Cette décision ne manque pas de secouer les réseaux sociaux, avec notamment la mise en parallèle d’un autre film Qu’Allah bénisse la France autorisé et même largement diffusé lui, et qui raconte l’histoire de la conversion d’un jeune de banlieue à l’islam. Deux poids deux mesures ? Certainement dans les soutiens apportés à la réalisation : Cheyenne-Marie Carron a réalisé son film avec un budget minuscule, sauvée par un généreux donateur, mais par aucune institution publique. De son côté le générique de fin de Qu’Allah bénisse la France rappelle qu’il bénéficie de : France 2 Cinéma… avec la participation de France 2… en association avec la Banque postale… avec le soutien de la Région Alsace, de la Communauté urbaine de Strasbourg, du CNC…
Quel risque réel ?
Pourtant dans l’affaire présente des interdictions qui concernent L’Apôtre, le parallèle ne tient pas : il y a de toute évidence peu de risques de voir des attentats terroristes frapper les spectateurs de Qu’Allah bénisse la France. Quant au film de Cheyenne-Marie Carron, ce n’est pas complètement impossible, mais encore faudrait-il que les djihadistes aient un peu de culture cinématographique, car sa diffusion reste confidentielle.

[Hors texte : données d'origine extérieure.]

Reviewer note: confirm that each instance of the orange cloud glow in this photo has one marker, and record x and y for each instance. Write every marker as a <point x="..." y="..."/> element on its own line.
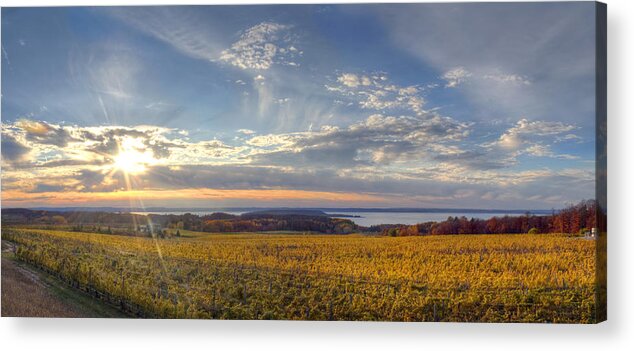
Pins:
<point x="17" y="198"/>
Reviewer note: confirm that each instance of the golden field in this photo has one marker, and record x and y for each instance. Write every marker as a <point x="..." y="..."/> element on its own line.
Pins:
<point x="478" y="278"/>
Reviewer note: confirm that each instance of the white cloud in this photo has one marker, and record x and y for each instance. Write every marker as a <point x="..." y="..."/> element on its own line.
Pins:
<point x="508" y="78"/>
<point x="183" y="29"/>
<point x="261" y="46"/>
<point x="375" y="92"/>
<point x="455" y="76"/>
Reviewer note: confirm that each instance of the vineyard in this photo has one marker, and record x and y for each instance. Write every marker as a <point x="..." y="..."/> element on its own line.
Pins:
<point x="486" y="278"/>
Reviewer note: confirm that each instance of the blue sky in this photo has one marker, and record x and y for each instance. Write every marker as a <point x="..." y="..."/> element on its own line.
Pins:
<point x="420" y="105"/>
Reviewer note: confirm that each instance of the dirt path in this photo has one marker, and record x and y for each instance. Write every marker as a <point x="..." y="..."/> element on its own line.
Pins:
<point x="27" y="292"/>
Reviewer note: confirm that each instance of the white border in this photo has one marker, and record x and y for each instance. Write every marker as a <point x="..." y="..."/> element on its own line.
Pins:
<point x="615" y="334"/>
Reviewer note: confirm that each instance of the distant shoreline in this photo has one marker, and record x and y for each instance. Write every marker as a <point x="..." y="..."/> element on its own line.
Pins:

Un parallèle plus juste serait le traitement apporté à L’Apôtre et à Charlie Hebdo : pourquoi interdire à l’un ce que l’on autorise à l’autre ? C’est une disproportion d’autant plus choquante qu’il n’y a rien dans L’Apôtre qui soit fait pour blesser les musulmans, alors qu’on ne peut pas en dire autant des dessins de Charlie… Le film, salué par des titres de presse aussi divers que La Vie, Le Monde et Le Canard Enchaîné, a conquis les critiques par sa justesse et son absence de manichéisme.
Une réalisatrice en colère
Cheyenne-Marie Carron, la réalisatrice, s’insurge : « À ma connaissance, il n’y a eu aucune menace contre ce film, on anticipe que la terreur peut arriver partout, n’importe où ! Si c’est vrai alors la France va mal… Le combat contre le terrorisme se gagnera par la création, par les films ou la poésie mais si on se tait par peur, alors la peur gagne » Elle est choquée de constater qu’elle n’est pas soutenue par les institutions : « Sur le terrain, nous prenons des risques pour porter haut l’intelligence du rapport au religieux, mais les gens de pouvoir, ceux qui auraient les moyens de faire entendre cette parole nous coupent l’herbe sous le pied ». Les acteurs qui ont joué dans son film, majoritairement de culture arabo-musulmane, soutiennent la réalisatrice. Fayçal Safi, face à certaines critiques accusant la réalisatrice d’avoir choisi son thème dans une optique de combat contre les musulmans assure : « Moi, en tant qu’acteur principal de ce film et de culture arabo-musulmane, je suis ouvert et heureux qu’on traite de sujets sensibles au cinéma. Et si cela peut faire progresser les choses, alors tant mieux ».